La plupart des gens ne paient pas d’impôts, car il n’y a pas de ressources locales à taxer
Les revenus de l’Etat proviennent des rentes reversées grâce à l’exploitation des matières premières par les firmes multinationales. Aussi que ce soient les secteurs de la santé, des affaires sociales, de l’éducation voire de l’agriculture, il n’y a pas d’accumulation locale. Il n’y a donc pas de charge fiscale collectée par l’Etat au niveau local qui pourrait déclencher des revendications d’autonomie locale. Les périphéries sont pauvres sous les fourches caudines des inégalités spatiales. Au lieu de régler les problèmes on surcharge l’assiette administrative avec des lois bidons qui ressemblent à de l’acharnement thérapeutique. La décentralisation est le beau mensonge que l’on essaie de vendre afin que l’ordre socio-politique demeure en place. Imaginons que cela se fasse, les collectivités locales doivent désormais assumer des charges dévolues. Le concept de décentralisation budgétaire n’est pas pertinent dans de genre de configuration où l’univers socio-spatial est fragmente, avec des économies d’enclaves. Et les communautés locales sont sans le sou, car les élites accumulent par l’Etat et non par le truchement d’une création locale des richesses. Il n’y pas de mobilité des facteurs.

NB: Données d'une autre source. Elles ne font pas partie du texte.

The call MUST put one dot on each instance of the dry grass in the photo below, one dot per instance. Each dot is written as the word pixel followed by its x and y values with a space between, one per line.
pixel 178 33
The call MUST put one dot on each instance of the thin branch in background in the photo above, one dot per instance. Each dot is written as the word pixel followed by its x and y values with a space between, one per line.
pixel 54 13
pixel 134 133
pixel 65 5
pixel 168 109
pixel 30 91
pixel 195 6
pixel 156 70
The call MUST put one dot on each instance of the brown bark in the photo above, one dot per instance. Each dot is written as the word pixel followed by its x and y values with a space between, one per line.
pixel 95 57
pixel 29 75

La décentralisation fait partie des ces mythes incapacitants qui ne mènent nulle part
En France par exemple, les régions financent les lycées et les départements, les collèges. Quelle collectivité territoriale au Gabon peut assumer cette charge ? Sur le plan financier, elle implique donc de nouvelles finances locales donc des ressources de revenus que les gabonais devraient payer. Mais avec quel argent ? Les dépenses de ces nouvelles collectivités locales pourraient être couvertes par des emprunts. Mais de quelle crédibilité financière disposent-elles pour rassurer les préteurs qui deviendraient des créanciers ? Les dettes de ces nouvelles collectivités pèseront sur la dette publique de l’Etat. Les exemples de décentralisation sont légion dans le monde.
En 1981, le projet de décentralisation devint une loi (loi du 2/03/1982). En fait, ce projet de décentralisation de François Mitterrand reposait sur une des branches du socialisme français : le possibilisme de Paul Brousse chantre du socialisme municipal : 1880-1910. Mais là-bas il y a de la matière. Les collectivités locales disposent et peuvent mobiliser des ressources propres. Ce qui n’est guère le Gabon. Malgré cela, Jacques Rodin avait révélé que la décentralisation n’avait fait que reproduire le centralisme au niveau local. Ce fut donc le « sacre des notables ». La décentralisation au Gabon est sous le même registre. Elle ne produira que l’autoritarisme du centre. L’Etat considéré comme un butin, il en sera de même au niveau local.
Historiquement l’émergence de l’Etat moderne fut une réponse au poids des potentats locaux. Le recrutement des agents de l’Etat devait donc se faire au mérite. L’espace local au Gabon est vide. Il nécessite plutôt une puissance publique forte. L’Etat n’est pas dirimant. Ce sont plutôt, les sommets de l’Etat qui ont détourné la mission de service public en bénéfices privés. Le mythe de l’autonomisation des communautés locales est un faux-nez du néo-libéralisme. Le Gabon a un problème de péréquation et non d’embuches pour les collectivités locales. Il n’y a pas de mouvements irrédentistes au Gabon. On ne peut donc pas décentraliser le vide. Au contraire les populations demandent mieux et plus d’Etat. Hélas les experts et notamment ceux de la Banque mondiale profitent de la paresse intellectuelle de leurs interlocuteurs en leur vendant des idées qui ne sont validées par aucune analyse empirique. Il s’agit ici de construire un Etat fort et non de vider le peu qu’il y a de son contenu.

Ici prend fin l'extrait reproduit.